Americans have a love / hate relationship with Tesla direct sales model, but it depends on if you’re a buyer or not.
Specifically, it depends on if you are a buyer or an automobile dealership. Most buyers love buying direct from Tesla Motors, whether online or in a Tesla Store, even giving the Tesla Model S a 99:100 Consumer Reports Rating, a feat never before seen in any automobile.
On the other hand, most state and regional Automobile Dealer Associations (ADA) don’t like direct sales one bit. First, it is illegal, in many states, for any automaker to sell direct to the consumer, particularly when they would be selling right alongside franchised dealers. One might figure that, since Tesla Motors has no franchises, the law wouldn’t apply. In states where it isn’t so clear cut, the ADAs have moved to block the direct sales of the Tesla Model S, with some degree of success.
Consumer petitions, to allow Tesla direct sales, have gone as far as the White House, to which the Obama Administration replied, more or less, that it is a state issue and that the fed wouldn’t get involved. In an effort to push the states to act on this issue, a number of political, green, and consumer groups have gotten together to write a letter. All told, an odd menagerie of eight groups, including Sierra Club, Americans for Prosperity, Consumer Federation of America, Environment America, and the Information Technology and Innovation Foundation, to name a few, have basically told the ADAs that they’re not part of the solution for a greener America, nor a more prosperous America.
Among a few choice quotes from the letter, the groups explain that current laws “retard innovation by making it harder for new technologies to achieve wide distribution and hence reach an adequate scale to be sustainable in the market.” Additionally, the organizations wrote, current laws prohibiting Tesla direct sales, or any automaker direct sales, for that matter, “have negative consequences for the entire automotive industry — including what kinds of cars are built and sold, how they are powered, and what innovative new technologies can reach the market.” Interestingly, it is only the United States that is home to such archaic laws, and yet they stand. Will this letter make any difference? Will the ADAs or state regulators see that direct sales is actually better for everyone?

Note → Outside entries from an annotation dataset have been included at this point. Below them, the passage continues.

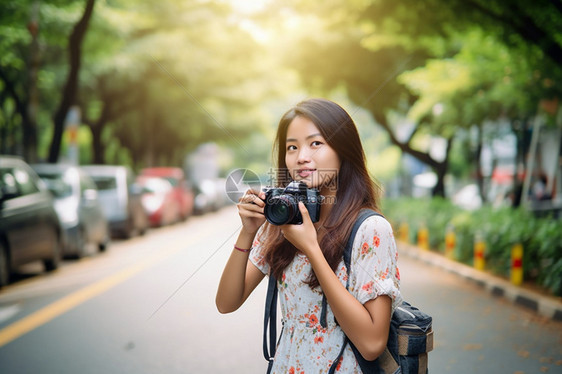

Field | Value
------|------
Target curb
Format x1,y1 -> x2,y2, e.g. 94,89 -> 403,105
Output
397,241 -> 562,321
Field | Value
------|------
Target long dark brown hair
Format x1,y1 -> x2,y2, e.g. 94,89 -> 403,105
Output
260,99 -> 380,288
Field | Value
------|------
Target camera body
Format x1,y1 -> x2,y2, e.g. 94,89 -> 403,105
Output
264,181 -> 322,226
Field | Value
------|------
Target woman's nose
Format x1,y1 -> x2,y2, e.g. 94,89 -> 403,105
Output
297,149 -> 310,164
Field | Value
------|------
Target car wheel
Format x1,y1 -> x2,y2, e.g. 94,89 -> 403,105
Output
43,233 -> 62,271
0,241 -> 11,288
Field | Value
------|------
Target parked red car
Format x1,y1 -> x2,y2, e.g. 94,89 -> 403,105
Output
140,167 -> 194,219
136,175 -> 181,227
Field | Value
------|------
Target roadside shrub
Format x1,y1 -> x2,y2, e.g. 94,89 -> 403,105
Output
383,198 -> 562,296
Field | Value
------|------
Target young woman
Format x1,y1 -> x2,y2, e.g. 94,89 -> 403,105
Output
216,99 -> 401,374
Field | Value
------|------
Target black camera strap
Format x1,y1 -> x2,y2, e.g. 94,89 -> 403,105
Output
263,274 -> 277,374
263,209 -> 381,374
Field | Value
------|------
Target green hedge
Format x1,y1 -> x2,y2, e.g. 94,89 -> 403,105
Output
383,198 -> 562,296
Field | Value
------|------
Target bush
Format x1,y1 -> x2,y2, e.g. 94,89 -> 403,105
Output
383,198 -> 562,295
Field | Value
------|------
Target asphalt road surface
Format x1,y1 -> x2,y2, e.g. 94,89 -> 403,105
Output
0,207 -> 562,374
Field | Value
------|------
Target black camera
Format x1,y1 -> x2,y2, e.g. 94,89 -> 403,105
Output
264,181 -> 322,226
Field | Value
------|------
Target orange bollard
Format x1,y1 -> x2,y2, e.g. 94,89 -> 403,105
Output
511,243 -> 523,286
418,226 -> 429,250
399,222 -> 409,243
445,225 -> 457,259
474,234 -> 486,270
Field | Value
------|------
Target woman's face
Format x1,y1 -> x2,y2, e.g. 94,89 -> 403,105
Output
285,116 -> 341,195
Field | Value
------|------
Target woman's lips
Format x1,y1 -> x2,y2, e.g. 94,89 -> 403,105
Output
297,169 -> 316,178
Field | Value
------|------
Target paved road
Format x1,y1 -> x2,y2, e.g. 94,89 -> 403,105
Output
0,207 -> 562,374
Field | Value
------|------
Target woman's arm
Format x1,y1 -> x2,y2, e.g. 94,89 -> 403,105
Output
308,247 -> 392,360
215,228 -> 264,313
215,189 -> 265,313
283,204 -> 392,360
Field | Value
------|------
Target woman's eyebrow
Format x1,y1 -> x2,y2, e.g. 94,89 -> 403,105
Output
285,133 -> 322,143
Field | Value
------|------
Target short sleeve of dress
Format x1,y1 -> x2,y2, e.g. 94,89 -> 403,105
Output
349,216 -> 402,310
250,226 -> 269,275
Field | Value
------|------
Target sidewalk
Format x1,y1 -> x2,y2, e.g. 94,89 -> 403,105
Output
397,241 -> 562,321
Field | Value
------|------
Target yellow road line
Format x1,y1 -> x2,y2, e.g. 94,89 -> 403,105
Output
0,232 -> 206,347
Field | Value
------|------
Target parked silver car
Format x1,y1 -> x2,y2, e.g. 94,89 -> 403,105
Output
31,164 -> 109,258
82,165 -> 149,238
0,156 -> 63,287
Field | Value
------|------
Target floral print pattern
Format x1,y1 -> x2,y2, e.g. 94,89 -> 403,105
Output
250,216 -> 402,374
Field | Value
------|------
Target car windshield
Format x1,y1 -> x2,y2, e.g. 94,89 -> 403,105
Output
39,173 -> 72,198
92,176 -> 117,191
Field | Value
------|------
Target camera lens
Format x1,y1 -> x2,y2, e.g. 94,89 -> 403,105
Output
264,195 -> 299,226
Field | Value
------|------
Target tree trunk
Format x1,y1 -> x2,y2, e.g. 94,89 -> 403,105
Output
22,0 -> 40,163
49,0 -> 95,163
474,125 -> 486,202
371,112 -> 453,197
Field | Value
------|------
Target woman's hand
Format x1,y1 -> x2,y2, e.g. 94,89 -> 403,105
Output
281,201 -> 320,256
237,189 -> 265,235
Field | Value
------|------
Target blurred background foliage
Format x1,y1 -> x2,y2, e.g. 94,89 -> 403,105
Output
383,198 -> 562,296
0,0 -> 562,179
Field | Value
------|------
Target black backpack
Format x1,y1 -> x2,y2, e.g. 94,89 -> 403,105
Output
263,209 -> 433,374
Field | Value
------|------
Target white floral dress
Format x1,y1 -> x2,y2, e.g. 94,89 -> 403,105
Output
250,216 -> 402,374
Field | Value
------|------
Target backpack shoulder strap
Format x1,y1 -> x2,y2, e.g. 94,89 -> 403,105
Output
263,274 -> 277,373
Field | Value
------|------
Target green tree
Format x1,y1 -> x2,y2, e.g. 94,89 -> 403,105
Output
264,0 -> 562,195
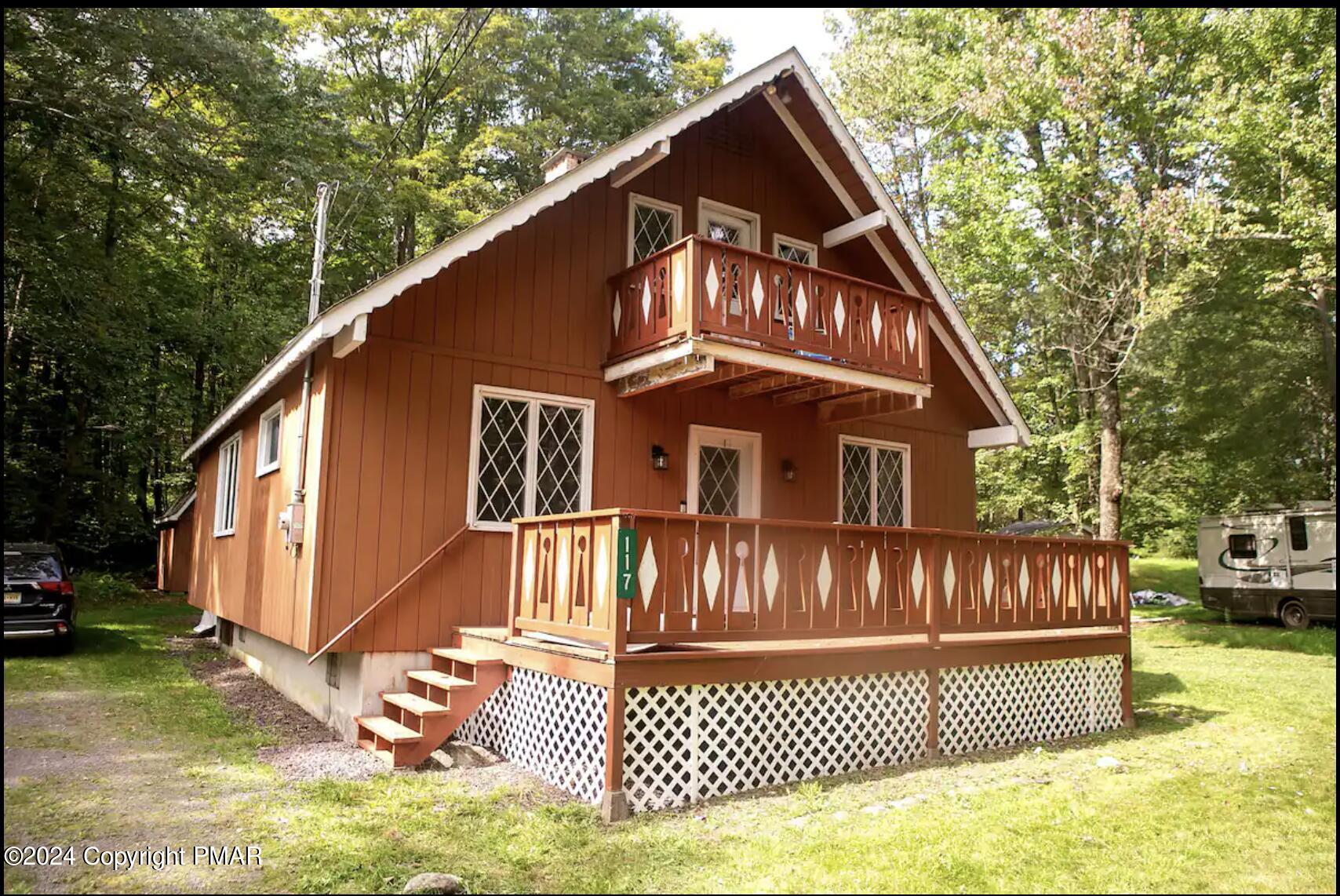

why do the auto dealer associations fear tesla so much when telsa sales are neglible? i suspect they are receiving some funding and direction to stop tesla sales from oil companies who have FAR more to loose if telsa succeeds
There are other countries with many archaic laws, but the US is still strange. One of the most free economies, and yet such limitations on sales. One of the most free societies, yet unenforceable, unconstitutional religious discrimination in state constitutions. I’m confused.